Behavioural interventions

  • Behavioural interventions were varied and difficult to summarise here. They included interventions based on the Health Belief Model, Social Learning Theory, Transtheoretical Model of Change, Cognitive Social Learning Theory, Diffusion of Innovations and many more.
  • Seven studies selected participants who were already motivated to stop using smokeless tobacco and had a relative risk of abstinence from tobacco of 1.39 (95% CI 1.25-1.55). In those studies that selected anyone to participate the relative risk was only marginally lower at 1.37 (95% CI 1.23-1.53).
  • By including telephone support in the intervention the relative risk increased to 1.77 (95% CI 1.57-2.00). When an oral examination was combined with telephone support the relative risk increased to 2.07 (95% CI 1.61-2.66). That is, the likelihood of long term abstinence is doubled.

Conclusions

The authors concluded:

Varenecline, nicotine lozenges and behavioural interventions could help to reduce ST use but confidence in the effectiveness of nicotine lozenges and behavioural interventions is far weaker than for Varenecline.

Comments

This systematic review addresses an important question and has been conducted well. The problem is the included studies were not conducted where the majority of ST users are (they were all conducted in North America or Europe) and so the external validity of the primary studies is limited given the different cultural norms around tobacco use in other parts of the world. We would expect this particularly to impact on the effectiveness of behavioural interventions.

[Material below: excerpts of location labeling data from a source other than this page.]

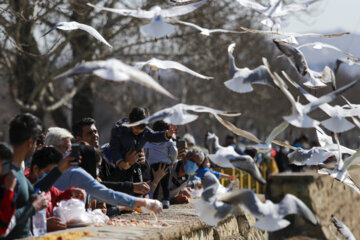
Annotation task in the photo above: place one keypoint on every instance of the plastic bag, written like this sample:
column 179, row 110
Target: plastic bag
column 73, row 213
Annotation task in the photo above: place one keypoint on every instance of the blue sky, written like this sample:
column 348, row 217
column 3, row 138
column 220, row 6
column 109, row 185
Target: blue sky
column 327, row 15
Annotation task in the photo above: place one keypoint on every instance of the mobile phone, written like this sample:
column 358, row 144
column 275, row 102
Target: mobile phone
column 6, row 166
column 75, row 153
column 180, row 144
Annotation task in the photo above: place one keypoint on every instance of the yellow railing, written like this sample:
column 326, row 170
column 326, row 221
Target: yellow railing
column 245, row 179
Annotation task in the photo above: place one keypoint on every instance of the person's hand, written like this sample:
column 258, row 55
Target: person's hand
column 141, row 156
column 131, row 157
column 161, row 172
column 181, row 199
column 153, row 205
column 10, row 181
column 181, row 153
column 172, row 130
column 186, row 192
column 54, row 224
column 40, row 202
column 65, row 164
column 141, row 188
column 78, row 193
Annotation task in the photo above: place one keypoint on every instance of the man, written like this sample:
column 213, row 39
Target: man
column 85, row 131
column 60, row 138
column 180, row 175
column 127, row 142
column 23, row 132
column 7, row 192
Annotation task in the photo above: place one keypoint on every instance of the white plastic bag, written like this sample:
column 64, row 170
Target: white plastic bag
column 72, row 212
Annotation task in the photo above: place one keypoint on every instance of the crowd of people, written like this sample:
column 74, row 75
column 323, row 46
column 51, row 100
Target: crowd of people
column 140, row 167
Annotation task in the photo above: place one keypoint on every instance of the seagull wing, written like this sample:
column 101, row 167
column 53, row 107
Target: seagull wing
column 181, row 10
column 295, row 56
column 253, row 5
column 92, row 31
column 328, row 97
column 232, row 66
column 138, row 13
column 276, row 131
column 203, row 109
column 292, row 205
column 236, row 130
column 160, row 115
column 342, row 228
column 166, row 64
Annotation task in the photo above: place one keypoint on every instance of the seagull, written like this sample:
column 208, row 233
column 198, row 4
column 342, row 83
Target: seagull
column 299, row 117
column 310, row 78
column 340, row 172
column 243, row 78
column 313, row 156
column 275, row 11
column 270, row 216
column 337, row 122
column 114, row 70
column 320, row 46
column 157, row 28
column 205, row 31
column 226, row 157
column 207, row 207
column 155, row 64
column 179, row 114
column 262, row 146
column 69, row 26
column 291, row 37
column 342, row 228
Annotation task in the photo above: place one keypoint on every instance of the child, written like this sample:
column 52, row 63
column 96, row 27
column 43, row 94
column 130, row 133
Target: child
column 161, row 152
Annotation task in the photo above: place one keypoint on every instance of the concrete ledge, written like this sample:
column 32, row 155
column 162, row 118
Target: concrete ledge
column 184, row 225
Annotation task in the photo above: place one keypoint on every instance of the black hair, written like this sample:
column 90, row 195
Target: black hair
column 5, row 151
column 160, row 126
column 137, row 114
column 23, row 127
column 46, row 156
column 77, row 127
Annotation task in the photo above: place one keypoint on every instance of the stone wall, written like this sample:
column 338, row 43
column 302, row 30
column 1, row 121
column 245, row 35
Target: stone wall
column 324, row 196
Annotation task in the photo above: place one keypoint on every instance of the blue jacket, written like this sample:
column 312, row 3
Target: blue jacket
column 165, row 152
column 78, row 177
column 122, row 140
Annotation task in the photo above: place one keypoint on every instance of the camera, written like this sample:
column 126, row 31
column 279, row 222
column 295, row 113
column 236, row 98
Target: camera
column 180, row 144
column 6, row 166
column 75, row 153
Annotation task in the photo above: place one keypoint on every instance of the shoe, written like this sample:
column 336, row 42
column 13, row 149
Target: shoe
column 166, row 204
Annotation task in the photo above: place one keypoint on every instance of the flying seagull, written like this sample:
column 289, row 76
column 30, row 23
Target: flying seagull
column 299, row 117
column 243, row 78
column 69, row 26
column 158, row 27
column 275, row 10
column 337, row 122
column 114, row 70
column 291, row 37
column 262, row 146
column 270, row 216
column 310, row 78
column 226, row 157
column 179, row 114
column 205, row 31
column 342, row 229
column 155, row 64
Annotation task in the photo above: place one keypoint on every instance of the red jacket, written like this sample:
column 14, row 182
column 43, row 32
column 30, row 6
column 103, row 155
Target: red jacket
column 54, row 195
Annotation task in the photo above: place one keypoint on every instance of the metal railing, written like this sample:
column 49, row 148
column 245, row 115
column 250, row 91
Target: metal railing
column 245, row 179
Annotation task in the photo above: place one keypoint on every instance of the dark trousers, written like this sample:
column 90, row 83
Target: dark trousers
column 164, row 182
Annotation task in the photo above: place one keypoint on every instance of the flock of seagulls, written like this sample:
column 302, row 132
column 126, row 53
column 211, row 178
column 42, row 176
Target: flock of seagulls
column 217, row 202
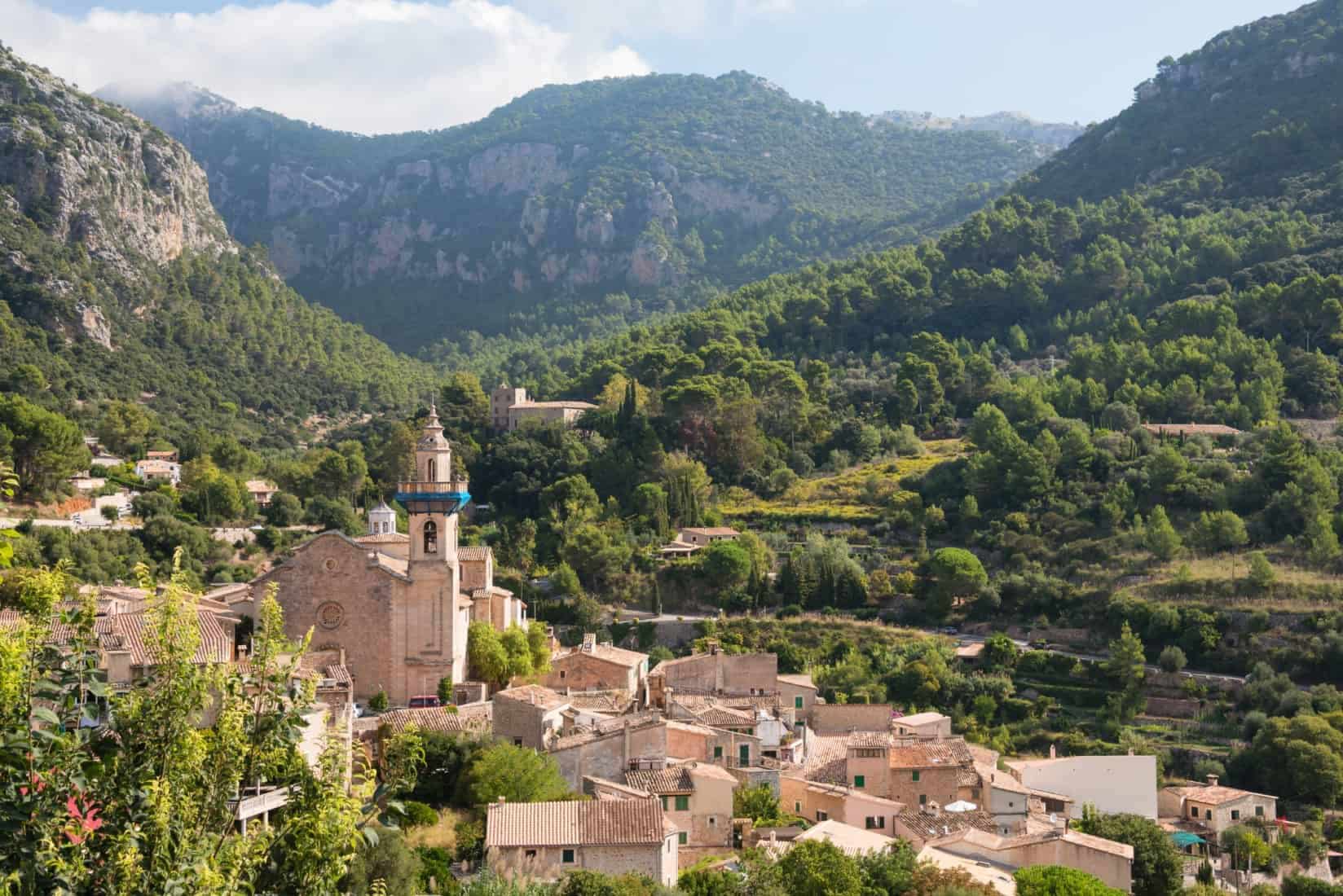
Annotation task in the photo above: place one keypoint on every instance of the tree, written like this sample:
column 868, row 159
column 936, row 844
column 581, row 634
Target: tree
column 485, row 653
column 820, row 868
column 727, row 566
column 1057, row 881
column 1158, row 868
column 1171, row 660
column 43, row 446
column 951, row 574
column 517, row 774
column 1160, row 536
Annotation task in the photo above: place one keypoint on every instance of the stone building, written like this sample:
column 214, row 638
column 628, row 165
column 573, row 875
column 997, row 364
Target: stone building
column 398, row 604
column 610, row 836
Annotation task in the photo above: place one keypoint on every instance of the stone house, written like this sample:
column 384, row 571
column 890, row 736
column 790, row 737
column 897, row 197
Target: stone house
column 400, row 620
column 698, row 798
column 548, row 840
column 1111, row 784
column 598, row 666
column 1214, row 806
column 530, row 716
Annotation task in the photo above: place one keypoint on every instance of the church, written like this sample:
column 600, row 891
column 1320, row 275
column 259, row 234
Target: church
column 398, row 604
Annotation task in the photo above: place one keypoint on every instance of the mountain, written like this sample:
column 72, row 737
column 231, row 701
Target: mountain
column 1011, row 125
column 661, row 188
column 118, row 279
column 1256, row 103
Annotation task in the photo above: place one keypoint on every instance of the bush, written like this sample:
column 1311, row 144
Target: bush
column 420, row 815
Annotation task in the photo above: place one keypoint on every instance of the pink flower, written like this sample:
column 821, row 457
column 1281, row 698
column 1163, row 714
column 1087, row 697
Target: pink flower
column 86, row 819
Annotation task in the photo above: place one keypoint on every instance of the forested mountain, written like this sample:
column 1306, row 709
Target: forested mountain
column 1048, row 136
column 659, row 190
column 118, row 279
column 1256, row 103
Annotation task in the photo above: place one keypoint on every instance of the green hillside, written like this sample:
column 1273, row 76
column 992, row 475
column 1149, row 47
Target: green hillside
column 659, row 190
column 117, row 279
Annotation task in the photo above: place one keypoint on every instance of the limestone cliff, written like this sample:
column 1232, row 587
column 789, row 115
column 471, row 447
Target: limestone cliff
column 644, row 186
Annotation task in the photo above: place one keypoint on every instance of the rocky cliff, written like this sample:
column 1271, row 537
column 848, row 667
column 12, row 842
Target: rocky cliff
column 524, row 219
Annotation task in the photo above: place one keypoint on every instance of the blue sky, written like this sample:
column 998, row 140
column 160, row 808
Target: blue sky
column 394, row 64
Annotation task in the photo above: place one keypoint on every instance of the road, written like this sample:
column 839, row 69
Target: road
column 1085, row 657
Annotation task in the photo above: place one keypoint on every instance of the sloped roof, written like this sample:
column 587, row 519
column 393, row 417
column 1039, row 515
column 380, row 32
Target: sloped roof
column 598, row 823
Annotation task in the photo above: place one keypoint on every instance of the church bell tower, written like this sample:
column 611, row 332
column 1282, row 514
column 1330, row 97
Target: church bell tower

As dentists, we are not able to prescribe Varenecline and, anyway, its prescription may be better managed as part of a specialist smoking cessation service where short term (4 weeks) quit rates are approximately 35% ( West et al 2013) . The UK’s National Institute for Health and Care Excellence (NICE) has produced guidance on how to help Southeast Asian users of smokeless tobacco to quit  and Public Health England guidance for those involved in commissioning and delivering oral health care to help all tobacco users to quit.

Links

Primary paper

Ebbert JO, Elrashidi MY, Stead LF. Interventions for smokeless tobacco use cessation. Cochrane Database of Systematic Reviews 2015, Issue 10. Art. No.: CD004306. DOI: 10.1002/14651858.CD004306.pub5.

Other references

Hughes JR, Stead LF, Hartmann-Boyce J, Cahill K, Lancaster T. Antidepressants for smoking cessation. Cochrane Database Syst Rev. 2014;1:CD000031. doi:10.1002/14651858.CD000031.pub4.

West R, May S, West M, Croghan E, McEwen A. Performance of English stop smoking services in first 10 years: analysis of service monitoring data. BMJ. 2013 Aug 19;347:f4921. doi: 10.1136/bmj.f4921. PubMed PMID: 23963106.